Rob Harrison wrote:
Do they or do they not, in the wild?
One amazing thing to me is that the bees never seem to tear down and rebuild cells which have became smaller due to years of brood rearing. I wonder why?
I just found this thread because I was googling for 'Jaycox' to find some research of his I"d just heard about. He'd allededly done a study where he proved that old brood comb was unhealthy (and it was from a chemical beekeeping perspective, so the 'unhealthy' could've been pesticides as much as viruses etc).
Anyway, I was looking for this study because one one of these lists/forums someone was asking where the recommendation to replace old broodnest combs every x years came from. I'd been told that Jaycox recommended something specific like every 2 or 3 years.
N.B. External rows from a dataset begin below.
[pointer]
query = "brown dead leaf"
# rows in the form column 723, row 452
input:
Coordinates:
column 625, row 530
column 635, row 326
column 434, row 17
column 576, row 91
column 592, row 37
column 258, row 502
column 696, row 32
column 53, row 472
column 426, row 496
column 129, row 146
I was just talking to top bar hive beekeeper Les Crowder about this issue, asking him what feral bees do to get rid of old broodcomb. He told me that in colonies he's removed from studwalls, he's noticed that they actually move the brood nest around over the years by moving to a different end of the hive/colony/combs, and letting the wax moths eat the old brood nest, then returning to that part of the hive afterwards to clean up the damaged wax. He said he'd often noticed that they'll move right back after that, and build their brood nest right atop an area where there's sign of wax moth damage to the wall studs or other structures.
Les is from the top bar school of thought that says that our regular harvesting of combs and lack of re-use is healthier for the bees, which I think BWrangler concluded also.
[size="1"][ December 18, 2005, 12:23 AM: Message edited by: girl Mark ][/size]
urban top bar hives in Oakland and Berkeley, CA...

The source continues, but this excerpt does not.